Der erste eher technisch-organisatorische ist, dass ein erweiterter Kreis um politische Weggefährten Johannes Raus im Januar dieses Jahres die Gründung der Johannes-Rau-Gesellschaft vollzogen haben. Wir meinen, aus gutem Grund.
„Die Johannes Rau-Gesellschaft möchte“ – so steht es auf deren Website – „das Politikverständnis und den Politikstil, die Grundüberzeugungen und die praktische Politik von Johannes Rau für aktuelle politische Debatten fruchtbar machen… Das gilt für die noch wachsende Bedeutung gleicher Bildungschancen, für das gute Miteinander unterschiedlicher Kulturen, für die Rolle von Kunst und Kultur in einer Welt, die sich immer schneller verändert, für den Ausgleich unterschiedlicher Interessen, für die friedliche Lösung von Konflikten zwischen Völkern und Staaten, aber auch im eigenen Land.“
Wer Johannes Rau persönlich erlebt hat, weiß, dass es in jedem der genannten Themenfelder beredte Beispiele dafür gibt, wie er sehr sensible Themen, die – wie man heute sagen würde – Wut- und Empörungspotenzial enthielten, moderiert und (das ist manch einem kritischen Begleiter entfallen) durch seine Art einer Lösung zugeführt, ja sogar Weichen gestellt hat.

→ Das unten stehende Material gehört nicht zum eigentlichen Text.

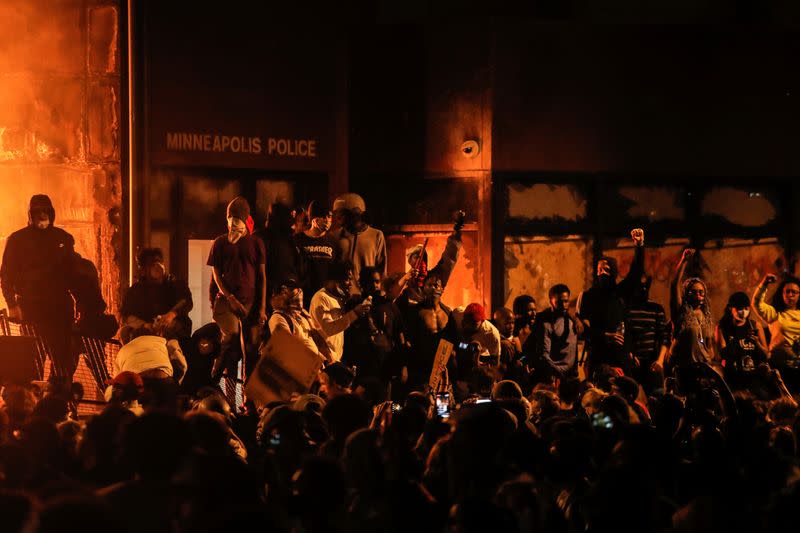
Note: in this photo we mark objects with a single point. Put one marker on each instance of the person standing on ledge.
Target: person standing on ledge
(361, 244)
(238, 262)
(34, 277)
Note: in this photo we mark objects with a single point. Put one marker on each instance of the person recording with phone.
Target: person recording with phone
(602, 309)
(328, 308)
(783, 317)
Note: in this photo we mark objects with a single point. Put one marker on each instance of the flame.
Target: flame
(20, 145)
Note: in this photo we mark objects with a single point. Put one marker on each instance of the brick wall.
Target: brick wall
(60, 123)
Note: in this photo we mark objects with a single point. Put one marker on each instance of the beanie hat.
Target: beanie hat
(351, 202)
(238, 208)
(42, 201)
(317, 210)
(476, 312)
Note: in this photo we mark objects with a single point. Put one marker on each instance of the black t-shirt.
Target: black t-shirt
(740, 344)
(148, 300)
(238, 264)
(605, 310)
(318, 253)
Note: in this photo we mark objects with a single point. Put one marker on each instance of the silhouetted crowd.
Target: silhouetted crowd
(596, 411)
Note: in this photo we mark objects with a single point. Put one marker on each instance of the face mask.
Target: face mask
(236, 230)
(295, 300)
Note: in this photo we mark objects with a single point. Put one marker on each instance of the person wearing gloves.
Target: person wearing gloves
(34, 277)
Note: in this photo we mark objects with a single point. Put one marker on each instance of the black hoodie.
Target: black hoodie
(36, 263)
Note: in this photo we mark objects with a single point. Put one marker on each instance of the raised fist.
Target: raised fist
(637, 235)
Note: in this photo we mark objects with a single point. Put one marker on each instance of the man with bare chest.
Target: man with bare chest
(428, 322)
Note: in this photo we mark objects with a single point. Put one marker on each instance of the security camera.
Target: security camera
(470, 148)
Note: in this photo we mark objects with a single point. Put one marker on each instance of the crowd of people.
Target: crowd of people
(598, 412)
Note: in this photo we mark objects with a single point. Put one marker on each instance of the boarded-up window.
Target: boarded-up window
(659, 262)
(534, 264)
(546, 202)
(742, 207)
(620, 205)
(738, 265)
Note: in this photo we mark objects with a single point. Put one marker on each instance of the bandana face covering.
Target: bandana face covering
(236, 230)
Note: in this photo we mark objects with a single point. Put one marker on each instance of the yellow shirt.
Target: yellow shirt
(784, 325)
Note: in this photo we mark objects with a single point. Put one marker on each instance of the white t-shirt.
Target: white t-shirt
(300, 327)
(149, 352)
(487, 335)
(331, 320)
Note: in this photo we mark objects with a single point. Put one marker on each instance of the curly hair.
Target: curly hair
(686, 311)
(777, 297)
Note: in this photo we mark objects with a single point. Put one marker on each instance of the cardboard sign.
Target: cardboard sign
(286, 366)
(443, 353)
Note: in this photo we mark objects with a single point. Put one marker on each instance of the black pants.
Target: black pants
(52, 321)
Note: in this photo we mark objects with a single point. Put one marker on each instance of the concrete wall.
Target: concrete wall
(60, 123)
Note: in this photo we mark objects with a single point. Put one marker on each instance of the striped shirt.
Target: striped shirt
(647, 330)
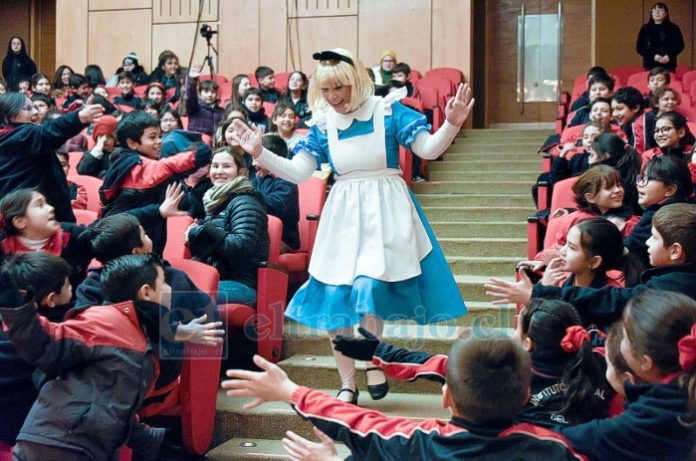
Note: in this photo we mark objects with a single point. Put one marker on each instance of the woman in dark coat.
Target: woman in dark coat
(660, 40)
(17, 63)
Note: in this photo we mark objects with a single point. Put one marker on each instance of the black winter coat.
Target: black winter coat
(234, 240)
(28, 159)
(662, 39)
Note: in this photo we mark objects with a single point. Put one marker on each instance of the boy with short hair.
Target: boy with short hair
(626, 109)
(266, 78)
(49, 276)
(138, 178)
(599, 86)
(253, 107)
(43, 104)
(282, 197)
(78, 92)
(126, 83)
(487, 383)
(672, 251)
(203, 107)
(102, 357)
(401, 72)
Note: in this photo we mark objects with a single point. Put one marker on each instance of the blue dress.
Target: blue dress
(375, 252)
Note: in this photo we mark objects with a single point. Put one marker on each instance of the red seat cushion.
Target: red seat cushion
(295, 262)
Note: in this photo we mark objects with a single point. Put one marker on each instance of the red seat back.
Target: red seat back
(175, 247)
(205, 277)
(91, 185)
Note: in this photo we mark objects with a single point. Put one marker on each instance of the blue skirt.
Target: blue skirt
(432, 296)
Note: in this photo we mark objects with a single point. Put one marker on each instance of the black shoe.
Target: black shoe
(355, 393)
(377, 391)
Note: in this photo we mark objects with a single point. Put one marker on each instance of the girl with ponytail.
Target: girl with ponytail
(659, 345)
(568, 382)
(593, 248)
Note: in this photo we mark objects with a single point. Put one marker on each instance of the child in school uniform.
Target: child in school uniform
(48, 275)
(138, 178)
(672, 250)
(626, 109)
(266, 78)
(202, 106)
(659, 346)
(126, 83)
(253, 107)
(487, 382)
(103, 365)
(281, 196)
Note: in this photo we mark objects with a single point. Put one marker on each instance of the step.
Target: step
(473, 187)
(471, 287)
(492, 266)
(485, 165)
(473, 175)
(436, 338)
(480, 246)
(516, 214)
(477, 200)
(248, 449)
(444, 229)
(272, 419)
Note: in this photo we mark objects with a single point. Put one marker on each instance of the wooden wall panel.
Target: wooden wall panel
(408, 36)
(101, 5)
(452, 35)
(273, 32)
(72, 33)
(312, 34)
(179, 39)
(239, 50)
(108, 44)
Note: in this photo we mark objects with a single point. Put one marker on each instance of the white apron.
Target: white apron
(369, 225)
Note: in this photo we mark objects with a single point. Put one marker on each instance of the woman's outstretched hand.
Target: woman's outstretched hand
(249, 139)
(459, 107)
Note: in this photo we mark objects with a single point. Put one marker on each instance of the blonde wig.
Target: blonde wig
(335, 72)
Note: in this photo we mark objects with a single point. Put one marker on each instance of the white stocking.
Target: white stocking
(374, 325)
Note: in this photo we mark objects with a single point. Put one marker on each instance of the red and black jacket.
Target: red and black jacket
(372, 435)
(134, 181)
(104, 366)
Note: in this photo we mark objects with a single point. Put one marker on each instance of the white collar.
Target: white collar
(363, 114)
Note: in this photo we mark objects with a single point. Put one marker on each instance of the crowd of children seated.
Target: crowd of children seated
(621, 262)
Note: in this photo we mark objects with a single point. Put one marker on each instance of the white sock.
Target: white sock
(374, 325)
(345, 365)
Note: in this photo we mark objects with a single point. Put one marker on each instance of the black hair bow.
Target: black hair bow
(332, 56)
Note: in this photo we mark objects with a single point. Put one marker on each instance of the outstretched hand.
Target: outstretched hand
(301, 449)
(199, 332)
(357, 348)
(510, 292)
(270, 385)
(249, 139)
(459, 106)
(172, 199)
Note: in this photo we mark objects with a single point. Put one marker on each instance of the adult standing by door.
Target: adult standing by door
(660, 40)
(17, 63)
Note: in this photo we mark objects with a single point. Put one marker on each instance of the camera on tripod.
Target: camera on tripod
(207, 32)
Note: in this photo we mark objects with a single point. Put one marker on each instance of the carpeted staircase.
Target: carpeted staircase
(477, 200)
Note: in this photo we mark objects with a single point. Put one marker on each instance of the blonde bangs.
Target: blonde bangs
(339, 72)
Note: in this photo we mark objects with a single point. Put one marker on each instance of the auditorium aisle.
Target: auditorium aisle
(477, 200)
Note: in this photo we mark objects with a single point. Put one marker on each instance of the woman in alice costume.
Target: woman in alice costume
(375, 257)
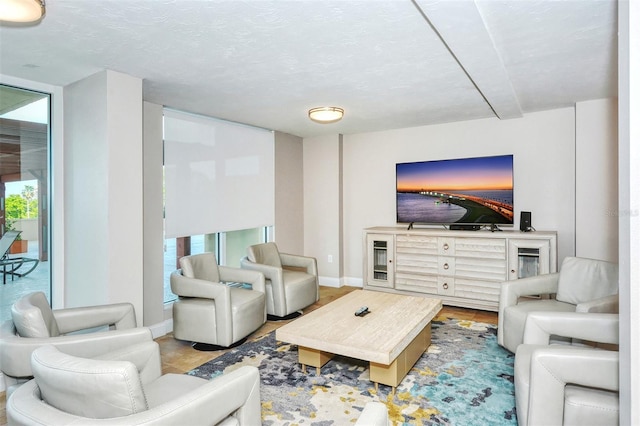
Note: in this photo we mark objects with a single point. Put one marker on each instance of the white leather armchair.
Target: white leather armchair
(558, 384)
(35, 324)
(126, 387)
(211, 313)
(582, 285)
(291, 280)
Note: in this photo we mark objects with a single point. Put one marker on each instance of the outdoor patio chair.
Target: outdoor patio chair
(10, 265)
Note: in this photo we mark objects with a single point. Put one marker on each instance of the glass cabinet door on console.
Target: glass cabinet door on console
(379, 270)
(528, 258)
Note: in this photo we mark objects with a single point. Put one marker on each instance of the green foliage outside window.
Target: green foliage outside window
(18, 207)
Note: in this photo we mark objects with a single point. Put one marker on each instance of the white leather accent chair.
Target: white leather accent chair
(582, 285)
(211, 313)
(35, 324)
(559, 384)
(291, 280)
(126, 388)
(374, 414)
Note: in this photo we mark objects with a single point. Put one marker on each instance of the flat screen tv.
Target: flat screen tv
(463, 191)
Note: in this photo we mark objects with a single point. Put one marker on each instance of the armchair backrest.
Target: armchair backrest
(582, 280)
(265, 254)
(202, 266)
(32, 316)
(89, 388)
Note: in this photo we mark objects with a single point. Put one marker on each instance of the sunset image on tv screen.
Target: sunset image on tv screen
(467, 190)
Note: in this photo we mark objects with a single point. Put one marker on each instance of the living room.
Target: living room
(328, 189)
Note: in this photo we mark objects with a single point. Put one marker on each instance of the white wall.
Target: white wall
(544, 162)
(597, 179)
(153, 242)
(103, 191)
(629, 209)
(322, 215)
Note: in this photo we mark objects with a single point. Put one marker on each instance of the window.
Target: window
(24, 189)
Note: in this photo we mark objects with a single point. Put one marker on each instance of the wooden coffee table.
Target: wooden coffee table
(391, 337)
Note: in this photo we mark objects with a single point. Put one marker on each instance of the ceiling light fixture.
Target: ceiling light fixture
(326, 115)
(22, 11)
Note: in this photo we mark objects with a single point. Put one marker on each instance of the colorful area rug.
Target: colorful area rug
(464, 378)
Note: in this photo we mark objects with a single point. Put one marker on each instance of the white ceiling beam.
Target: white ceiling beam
(461, 28)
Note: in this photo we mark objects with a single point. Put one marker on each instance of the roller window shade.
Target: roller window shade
(219, 175)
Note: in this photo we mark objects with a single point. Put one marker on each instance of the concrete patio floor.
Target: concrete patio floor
(37, 280)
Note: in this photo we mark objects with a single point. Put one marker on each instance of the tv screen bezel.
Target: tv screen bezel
(492, 223)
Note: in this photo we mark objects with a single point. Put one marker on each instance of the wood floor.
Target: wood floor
(180, 357)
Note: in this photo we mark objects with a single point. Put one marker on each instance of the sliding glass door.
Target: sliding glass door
(24, 194)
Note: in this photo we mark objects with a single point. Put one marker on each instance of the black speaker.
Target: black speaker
(525, 221)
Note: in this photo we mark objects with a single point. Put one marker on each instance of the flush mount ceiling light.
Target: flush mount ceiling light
(326, 115)
(22, 11)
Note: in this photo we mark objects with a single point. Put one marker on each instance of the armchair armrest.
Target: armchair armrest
(194, 287)
(602, 328)
(120, 315)
(255, 278)
(309, 263)
(272, 273)
(234, 393)
(145, 356)
(220, 293)
(510, 291)
(15, 351)
(553, 368)
(607, 304)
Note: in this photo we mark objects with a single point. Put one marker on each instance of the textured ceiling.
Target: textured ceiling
(388, 63)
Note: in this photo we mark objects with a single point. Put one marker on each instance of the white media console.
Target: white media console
(463, 268)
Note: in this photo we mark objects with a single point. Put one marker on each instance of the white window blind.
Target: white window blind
(219, 176)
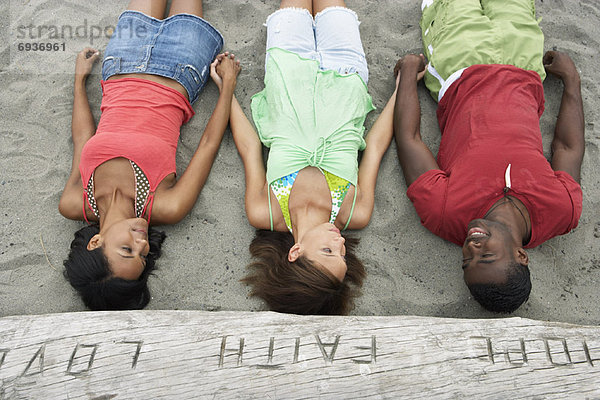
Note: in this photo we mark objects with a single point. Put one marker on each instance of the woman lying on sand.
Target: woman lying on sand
(311, 116)
(123, 172)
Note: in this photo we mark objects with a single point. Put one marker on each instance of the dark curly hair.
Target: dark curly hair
(508, 296)
(300, 287)
(89, 273)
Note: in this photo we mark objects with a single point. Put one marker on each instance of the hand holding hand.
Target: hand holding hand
(411, 60)
(224, 70)
(85, 61)
(560, 64)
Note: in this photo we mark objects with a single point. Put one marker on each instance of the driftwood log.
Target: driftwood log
(231, 355)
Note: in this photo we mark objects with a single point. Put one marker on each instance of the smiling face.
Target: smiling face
(125, 245)
(323, 245)
(488, 252)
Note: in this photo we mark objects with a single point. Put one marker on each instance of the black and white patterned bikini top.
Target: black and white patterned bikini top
(142, 193)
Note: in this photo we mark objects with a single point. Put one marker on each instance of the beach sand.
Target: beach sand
(410, 271)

Der zweite Anlass ist ungleich gewichtigerer: Wir fallen von einem Tiefpunkt des Vertrauens in die Politik und die politisch Handelnden auf den nächsten. Tiefs, die wir für überwunden gehalten haben. Nimmt man als Maßstab dafür Wahlumfragen und den Ausgang der jüngsten Landtagswahlen, dann trifft es derzeit die SPD besonders hart. Aber es ist beileibe kein Befund, der sich allein auf die Kanzlerpartei bezieht. Wir erleben eine Form der politischen Vorteilssuche, die nicht dadurch geprägt ist, dass man einen Wettlauf gewinnen will, indem man schneller läuft als die anderen, sondern indem man die anderen zum Straucheln bringt, um als Erster durchs Ziel zu gehen.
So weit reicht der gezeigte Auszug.